Foreign institutional investors (FIIs) bought equities worth Rs 4098.2 crore this week, while domestic institutional investors (DIIs) sold equities worth Rs 677.45 crore.

However, in the month till now, FIIs purchased equities worth Rs 17,376.31 crore and DIIs sold equities worth Rs 4,674.68 crore.

“Going ahead, markets will also keep a tab on monsoon movement. In the latest update, the IMD expects the onset of monsoon over Kerala is likely to be slightly delayed,” Chouhan pointed out.

Where is Nifty50 headed?

Osho Krishan, Sr Analyst – Technical & Derivative Research, Angel One

The recent correction was certainly expected after the decent run and the overall chart structure remains robust, with bulls firmly able to withhold the pivotal support. Even on the hourly chart, the formation of the ‘Wolfe Wave’ pattern with the positive divergence in the RSI-smoothened contributes to the positive development for the index, and we may expect the runup to continue in the coming period.

On the technical levels, the 18,050-18,000 was firmly safeguarded, showcasing the importance of pivotal support and is expected to act as a sheet anchor in the comparable period.

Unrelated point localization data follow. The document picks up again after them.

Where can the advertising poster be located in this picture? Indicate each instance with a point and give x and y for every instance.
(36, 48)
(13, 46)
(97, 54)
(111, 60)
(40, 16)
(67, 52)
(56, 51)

On the higher end, 18,400-18,450 is likely to act as the sturdy wall and a decisive breach would only trigger fresh longs in the system in the future.

We remain sanguine with a robust approach post the price-wise correction in the index. Also, the banking index is nearing the lifetime high zone, and any breach could contribute to the upliftment of the market sentiments. Simultaneously, amidst the broader market participation, one needs to keep a stock-centric approach for better trading opportunities and stay abreast of global developments.

Jatin Gedia, Technical Research Analyst, Sharekhan by BNP Paribas:

The positive divergence on the hourly momentum indicator indicated loss of momentum on the downside which in turn helped the upmove. Thus, both price and momentum indicator suggest that there could be further upmove over the next few trading sessions.

In terms of levels, 18,300 – 18,350 is the immediate hurdle zone while 18,100 – 18,050 shall act as a crucial support zone for the Nifty. Overall, we still believe that the Nifty is in a consolidation mode and the range of consolidation is likely to be 18,000 – 18,400.